The First Week: We are on Bell Schedule #2...
And there are actually 8 different bell schedules in my new school - the struggle to learn them is real, trust me. My goal is to know bell schedule #1, the regular schedule, by the end of the year:)
On last blog, I walked readers through the tornado of the last day of pre-planning. I was able to get a few things done over the weekend to help more with the first week, but I was really still just starting with what I call the bare basics. Still, I was excited to meet my kids, and because I teach all freshmen, we were all coming to Alpharetta HS and our classroom for the first time together.
Most of my colleagues cringe when they hear that I teach all freshmen, and maybe my readers do to, but I can tell you that I absolutely LOVE working with freshmen. They are still young enough that I can do some of that fun stuff that exists more in middle school, but they are also old enough that I can start the big kid classroom responsibilities too. They are transitioning to a big, new experience, and I love to mentor them through this experience. To me, it is the perfect grade to impart a lot of shaping and molding of their high school math experience and teach them good work habits they can carry forth to be successful in high school.
I will highlight the first two days in detail and then go from there in a more general sense. The first two days were absolutely the best even though I was really behind from the teacher sideline.
Monday 8/8; This was our first day. In all classes, we briefly went over the syllabus – I don’t like to hammer too much of that because they won’t remember it, and it is on my website. In Accelerated Algebra 1 we had to give a pre-test to see if there were students who may want to re-consider honors. I don’t like giving a pre-test on the first day of school, but in case a student was misplaced, we did not want them to suffer.
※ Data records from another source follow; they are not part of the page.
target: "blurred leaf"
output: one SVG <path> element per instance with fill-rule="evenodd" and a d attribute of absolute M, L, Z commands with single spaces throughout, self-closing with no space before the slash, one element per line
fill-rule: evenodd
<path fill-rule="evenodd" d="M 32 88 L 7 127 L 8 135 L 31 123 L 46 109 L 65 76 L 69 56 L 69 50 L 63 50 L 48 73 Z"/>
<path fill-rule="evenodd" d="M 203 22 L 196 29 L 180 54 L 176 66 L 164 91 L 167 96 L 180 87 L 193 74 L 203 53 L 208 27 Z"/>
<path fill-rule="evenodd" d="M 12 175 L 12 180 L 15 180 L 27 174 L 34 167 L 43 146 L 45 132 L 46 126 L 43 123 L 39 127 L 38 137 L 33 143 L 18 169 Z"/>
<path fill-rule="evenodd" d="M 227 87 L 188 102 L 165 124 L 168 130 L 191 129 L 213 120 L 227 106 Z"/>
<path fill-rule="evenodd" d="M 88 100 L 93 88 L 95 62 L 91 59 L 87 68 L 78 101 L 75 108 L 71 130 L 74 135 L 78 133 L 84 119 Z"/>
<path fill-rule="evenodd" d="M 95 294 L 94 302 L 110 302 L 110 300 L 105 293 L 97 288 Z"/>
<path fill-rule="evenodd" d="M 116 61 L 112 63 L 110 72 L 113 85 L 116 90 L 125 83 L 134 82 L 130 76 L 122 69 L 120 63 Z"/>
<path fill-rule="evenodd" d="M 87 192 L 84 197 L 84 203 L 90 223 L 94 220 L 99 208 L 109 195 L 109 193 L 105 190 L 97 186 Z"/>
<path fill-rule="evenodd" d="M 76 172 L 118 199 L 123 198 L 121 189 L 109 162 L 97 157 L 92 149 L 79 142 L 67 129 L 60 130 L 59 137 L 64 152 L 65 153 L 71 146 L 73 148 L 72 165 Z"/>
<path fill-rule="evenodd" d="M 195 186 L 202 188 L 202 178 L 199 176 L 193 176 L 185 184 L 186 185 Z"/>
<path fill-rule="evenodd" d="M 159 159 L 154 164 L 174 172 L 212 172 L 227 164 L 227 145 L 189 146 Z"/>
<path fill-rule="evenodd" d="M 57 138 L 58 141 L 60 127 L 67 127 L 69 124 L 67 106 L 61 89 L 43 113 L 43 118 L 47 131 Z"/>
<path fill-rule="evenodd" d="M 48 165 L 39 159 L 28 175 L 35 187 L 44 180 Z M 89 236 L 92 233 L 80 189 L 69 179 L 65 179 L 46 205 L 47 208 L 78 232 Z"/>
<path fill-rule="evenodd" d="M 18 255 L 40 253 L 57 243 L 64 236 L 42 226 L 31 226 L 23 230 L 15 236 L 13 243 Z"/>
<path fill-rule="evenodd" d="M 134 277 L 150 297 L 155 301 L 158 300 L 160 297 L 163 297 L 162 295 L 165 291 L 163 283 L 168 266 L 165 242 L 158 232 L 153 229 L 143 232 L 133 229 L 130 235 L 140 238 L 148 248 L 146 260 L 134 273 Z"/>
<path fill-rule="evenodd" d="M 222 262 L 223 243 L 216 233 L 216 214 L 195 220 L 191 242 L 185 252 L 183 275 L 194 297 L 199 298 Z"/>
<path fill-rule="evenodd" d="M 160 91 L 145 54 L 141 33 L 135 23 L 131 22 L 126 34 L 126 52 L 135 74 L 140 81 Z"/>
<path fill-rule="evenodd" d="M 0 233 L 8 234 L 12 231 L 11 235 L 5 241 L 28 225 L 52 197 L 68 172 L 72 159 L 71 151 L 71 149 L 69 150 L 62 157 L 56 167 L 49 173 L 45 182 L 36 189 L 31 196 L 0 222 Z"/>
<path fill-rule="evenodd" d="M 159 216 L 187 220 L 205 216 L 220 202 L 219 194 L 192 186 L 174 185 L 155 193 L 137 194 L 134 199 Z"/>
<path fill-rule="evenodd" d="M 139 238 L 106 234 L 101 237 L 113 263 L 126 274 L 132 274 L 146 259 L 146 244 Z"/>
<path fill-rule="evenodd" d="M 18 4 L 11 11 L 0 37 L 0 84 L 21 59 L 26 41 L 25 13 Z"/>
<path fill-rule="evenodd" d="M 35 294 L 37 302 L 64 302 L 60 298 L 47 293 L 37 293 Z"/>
Our school was in over count, so we needed to watch numbers and be careful of placement. In Algebra 1, we did not give a pre-test; no need to and wanted the time for meet and greet. I did a colors meet and greet where students took 2 color squares from a bag and then we went around the room having them answer specific questions related to the color they picked. Questions involved things like favorite movie, book, vacation, and sport. I love this activity for the first day because I can start learning about personalities of my students immediately.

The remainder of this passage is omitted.